Il ne s’agit pas de remettre en question la notion même de défense des acquis sociaux, malheureusement trop souvent confondue avec celle de défense des droits acquis de type individuel, ni d’abandonner toute velléité de progrès social. Les enjeux abondent. Le combat pourrait porter prioritairement sur la diminution du chômage, le recul de l’extrême pauvreté, le repli des discriminations de genre ou de culture, l’amélioration de la qualité de vie et de la sécurité sur le lieu de travail, la conciliation entre sphère professionnelle et sphère privée, la formation professionnelle, l’égalité entre travailleurs, notamment entre statuts et selon les études, ou encore l’inéquité de la fiscalité.

Il faut savoir choisir ses combats. En s’arc-boutant sur la défense de l’indexation automatique de tous les salaires, à distinguer de l’indexation automatique des allocations sociales – qui, elle, est nettement plus répandue, bénéficiant même aux retraités américains – le « peuple de gauche » belge fait un choix mais malheureusement c’est un mauvais choix.

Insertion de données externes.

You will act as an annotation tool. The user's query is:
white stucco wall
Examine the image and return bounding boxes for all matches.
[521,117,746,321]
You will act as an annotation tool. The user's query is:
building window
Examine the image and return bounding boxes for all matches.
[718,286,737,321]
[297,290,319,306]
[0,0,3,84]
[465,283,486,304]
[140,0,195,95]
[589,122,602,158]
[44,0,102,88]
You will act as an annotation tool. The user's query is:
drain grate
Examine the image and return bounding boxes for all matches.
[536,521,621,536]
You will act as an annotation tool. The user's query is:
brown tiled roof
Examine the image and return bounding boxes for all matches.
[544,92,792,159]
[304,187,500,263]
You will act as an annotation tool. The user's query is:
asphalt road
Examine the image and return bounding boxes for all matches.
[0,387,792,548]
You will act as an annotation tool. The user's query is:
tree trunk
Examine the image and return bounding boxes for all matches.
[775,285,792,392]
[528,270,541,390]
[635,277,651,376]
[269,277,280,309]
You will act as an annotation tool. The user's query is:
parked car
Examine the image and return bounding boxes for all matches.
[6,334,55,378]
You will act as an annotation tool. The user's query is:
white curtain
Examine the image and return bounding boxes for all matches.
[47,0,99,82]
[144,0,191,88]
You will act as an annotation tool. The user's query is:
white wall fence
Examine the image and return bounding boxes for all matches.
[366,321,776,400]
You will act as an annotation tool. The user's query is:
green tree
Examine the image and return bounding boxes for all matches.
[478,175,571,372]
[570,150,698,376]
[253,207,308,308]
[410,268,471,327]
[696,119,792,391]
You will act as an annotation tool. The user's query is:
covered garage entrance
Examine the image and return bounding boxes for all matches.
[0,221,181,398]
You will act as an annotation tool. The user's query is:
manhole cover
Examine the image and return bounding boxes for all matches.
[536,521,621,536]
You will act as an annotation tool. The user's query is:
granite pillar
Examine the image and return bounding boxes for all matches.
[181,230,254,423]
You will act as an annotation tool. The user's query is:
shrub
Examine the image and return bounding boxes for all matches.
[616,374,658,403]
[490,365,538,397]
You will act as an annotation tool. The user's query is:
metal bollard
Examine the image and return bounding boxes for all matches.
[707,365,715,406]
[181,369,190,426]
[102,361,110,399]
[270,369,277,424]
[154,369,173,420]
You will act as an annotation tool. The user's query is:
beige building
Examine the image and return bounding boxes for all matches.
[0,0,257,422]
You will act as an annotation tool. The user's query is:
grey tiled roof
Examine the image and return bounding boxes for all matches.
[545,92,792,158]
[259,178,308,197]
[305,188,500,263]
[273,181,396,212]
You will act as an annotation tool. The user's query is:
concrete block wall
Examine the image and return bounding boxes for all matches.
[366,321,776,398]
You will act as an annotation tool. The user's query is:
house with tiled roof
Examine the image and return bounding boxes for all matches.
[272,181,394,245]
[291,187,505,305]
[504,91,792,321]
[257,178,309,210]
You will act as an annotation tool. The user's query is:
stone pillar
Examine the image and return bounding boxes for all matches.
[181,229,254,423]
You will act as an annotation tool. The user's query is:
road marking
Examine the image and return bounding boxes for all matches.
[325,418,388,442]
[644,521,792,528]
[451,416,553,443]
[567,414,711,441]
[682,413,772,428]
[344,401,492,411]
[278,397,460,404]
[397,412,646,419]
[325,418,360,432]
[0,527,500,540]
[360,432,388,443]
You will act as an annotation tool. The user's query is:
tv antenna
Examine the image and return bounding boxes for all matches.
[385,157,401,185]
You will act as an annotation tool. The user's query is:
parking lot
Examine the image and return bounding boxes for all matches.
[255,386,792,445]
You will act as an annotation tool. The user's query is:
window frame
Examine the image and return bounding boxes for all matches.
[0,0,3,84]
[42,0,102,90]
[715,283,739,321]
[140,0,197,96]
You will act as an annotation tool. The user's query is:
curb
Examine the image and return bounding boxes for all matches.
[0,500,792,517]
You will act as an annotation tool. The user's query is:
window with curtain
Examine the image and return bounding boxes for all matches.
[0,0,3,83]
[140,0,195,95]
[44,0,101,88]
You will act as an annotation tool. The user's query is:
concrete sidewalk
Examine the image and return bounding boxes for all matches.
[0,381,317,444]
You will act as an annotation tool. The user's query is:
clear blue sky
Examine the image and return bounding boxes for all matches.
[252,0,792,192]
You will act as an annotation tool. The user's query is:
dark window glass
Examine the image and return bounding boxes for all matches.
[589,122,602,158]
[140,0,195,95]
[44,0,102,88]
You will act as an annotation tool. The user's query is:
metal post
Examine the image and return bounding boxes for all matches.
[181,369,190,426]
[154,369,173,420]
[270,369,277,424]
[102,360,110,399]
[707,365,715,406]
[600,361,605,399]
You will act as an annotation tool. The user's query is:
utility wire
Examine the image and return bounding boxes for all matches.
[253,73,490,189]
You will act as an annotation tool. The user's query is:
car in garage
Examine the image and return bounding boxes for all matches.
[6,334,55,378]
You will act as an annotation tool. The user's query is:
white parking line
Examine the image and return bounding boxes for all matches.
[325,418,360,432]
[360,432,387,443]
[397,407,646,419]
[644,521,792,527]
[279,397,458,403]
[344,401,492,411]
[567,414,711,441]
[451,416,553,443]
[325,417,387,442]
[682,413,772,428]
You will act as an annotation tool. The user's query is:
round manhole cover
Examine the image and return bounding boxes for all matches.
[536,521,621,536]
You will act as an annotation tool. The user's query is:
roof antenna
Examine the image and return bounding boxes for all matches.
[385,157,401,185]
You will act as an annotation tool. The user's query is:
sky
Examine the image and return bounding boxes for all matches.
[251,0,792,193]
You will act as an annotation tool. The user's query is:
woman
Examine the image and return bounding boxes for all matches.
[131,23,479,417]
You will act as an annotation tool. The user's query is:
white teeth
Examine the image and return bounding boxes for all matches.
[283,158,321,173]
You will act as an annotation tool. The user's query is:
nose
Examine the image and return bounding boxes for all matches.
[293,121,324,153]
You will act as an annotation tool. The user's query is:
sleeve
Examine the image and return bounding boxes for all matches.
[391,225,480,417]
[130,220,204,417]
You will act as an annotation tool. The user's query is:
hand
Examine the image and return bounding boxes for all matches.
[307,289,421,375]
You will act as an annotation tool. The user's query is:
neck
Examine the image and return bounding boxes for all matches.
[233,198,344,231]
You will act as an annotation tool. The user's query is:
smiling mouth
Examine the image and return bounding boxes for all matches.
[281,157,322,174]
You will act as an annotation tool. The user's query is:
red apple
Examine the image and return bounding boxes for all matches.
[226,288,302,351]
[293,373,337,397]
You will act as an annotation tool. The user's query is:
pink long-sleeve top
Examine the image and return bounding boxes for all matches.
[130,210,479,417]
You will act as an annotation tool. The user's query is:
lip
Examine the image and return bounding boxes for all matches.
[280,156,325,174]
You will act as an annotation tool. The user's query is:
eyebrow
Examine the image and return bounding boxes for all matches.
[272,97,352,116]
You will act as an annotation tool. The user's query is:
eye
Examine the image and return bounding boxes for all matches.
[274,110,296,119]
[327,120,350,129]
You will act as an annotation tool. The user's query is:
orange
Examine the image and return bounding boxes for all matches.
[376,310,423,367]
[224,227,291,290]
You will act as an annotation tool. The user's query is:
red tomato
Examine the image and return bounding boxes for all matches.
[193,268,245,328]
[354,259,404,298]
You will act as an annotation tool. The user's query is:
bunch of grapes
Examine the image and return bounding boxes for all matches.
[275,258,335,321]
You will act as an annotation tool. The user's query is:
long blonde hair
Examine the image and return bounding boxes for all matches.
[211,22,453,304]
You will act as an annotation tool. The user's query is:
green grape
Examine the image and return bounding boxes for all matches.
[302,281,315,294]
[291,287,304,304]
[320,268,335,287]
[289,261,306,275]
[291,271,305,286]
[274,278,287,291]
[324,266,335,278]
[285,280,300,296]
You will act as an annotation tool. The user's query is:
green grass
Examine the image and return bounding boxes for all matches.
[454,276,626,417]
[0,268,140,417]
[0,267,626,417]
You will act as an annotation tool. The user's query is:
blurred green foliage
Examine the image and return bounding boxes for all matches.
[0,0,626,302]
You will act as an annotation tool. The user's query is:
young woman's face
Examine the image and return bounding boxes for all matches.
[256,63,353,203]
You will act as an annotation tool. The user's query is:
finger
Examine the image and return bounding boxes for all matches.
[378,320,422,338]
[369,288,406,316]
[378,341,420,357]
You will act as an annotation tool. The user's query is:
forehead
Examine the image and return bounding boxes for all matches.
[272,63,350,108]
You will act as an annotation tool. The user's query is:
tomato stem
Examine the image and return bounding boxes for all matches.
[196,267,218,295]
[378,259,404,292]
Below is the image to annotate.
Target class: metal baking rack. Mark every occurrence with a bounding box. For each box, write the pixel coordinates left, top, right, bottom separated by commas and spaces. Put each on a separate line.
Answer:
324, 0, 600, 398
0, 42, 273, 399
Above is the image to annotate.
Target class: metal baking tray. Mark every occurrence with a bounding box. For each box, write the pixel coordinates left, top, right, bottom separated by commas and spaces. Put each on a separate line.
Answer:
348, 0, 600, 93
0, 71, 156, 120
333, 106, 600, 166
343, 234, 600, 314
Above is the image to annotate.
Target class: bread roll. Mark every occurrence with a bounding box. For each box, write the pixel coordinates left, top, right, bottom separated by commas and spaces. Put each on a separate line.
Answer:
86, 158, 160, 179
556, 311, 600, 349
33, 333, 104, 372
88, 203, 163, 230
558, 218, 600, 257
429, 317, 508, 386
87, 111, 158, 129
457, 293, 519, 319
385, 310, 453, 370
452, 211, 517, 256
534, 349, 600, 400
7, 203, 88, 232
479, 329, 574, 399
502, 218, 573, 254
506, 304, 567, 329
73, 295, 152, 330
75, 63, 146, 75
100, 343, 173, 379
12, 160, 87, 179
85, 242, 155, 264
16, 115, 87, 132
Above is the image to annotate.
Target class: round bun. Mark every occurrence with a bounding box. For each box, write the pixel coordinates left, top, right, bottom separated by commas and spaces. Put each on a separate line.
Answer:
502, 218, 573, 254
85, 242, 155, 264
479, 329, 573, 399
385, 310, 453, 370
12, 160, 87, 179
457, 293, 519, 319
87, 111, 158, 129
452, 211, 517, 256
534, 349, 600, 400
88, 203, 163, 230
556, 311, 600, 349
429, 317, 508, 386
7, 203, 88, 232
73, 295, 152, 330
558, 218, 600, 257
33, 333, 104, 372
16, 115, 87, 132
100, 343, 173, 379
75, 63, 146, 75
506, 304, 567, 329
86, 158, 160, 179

Pourtant, à première vue, l’indexation automatique des salaires est une bonne idée. Il est en effet préférable que les effets des hausses non anticipées des prix à la consommation soient absorbés par les agents économiques qui ont les épaules les plus larges, au nombre desquels on ne compte pas la majorité des salariés. De plus, l’indexation soutient le pouvoir d’achat des salariés, dont la propension à consommer est élevée, et en les prémunissant contre le risque d’inflation, elle permet de faire baisser l’épargne de précaution.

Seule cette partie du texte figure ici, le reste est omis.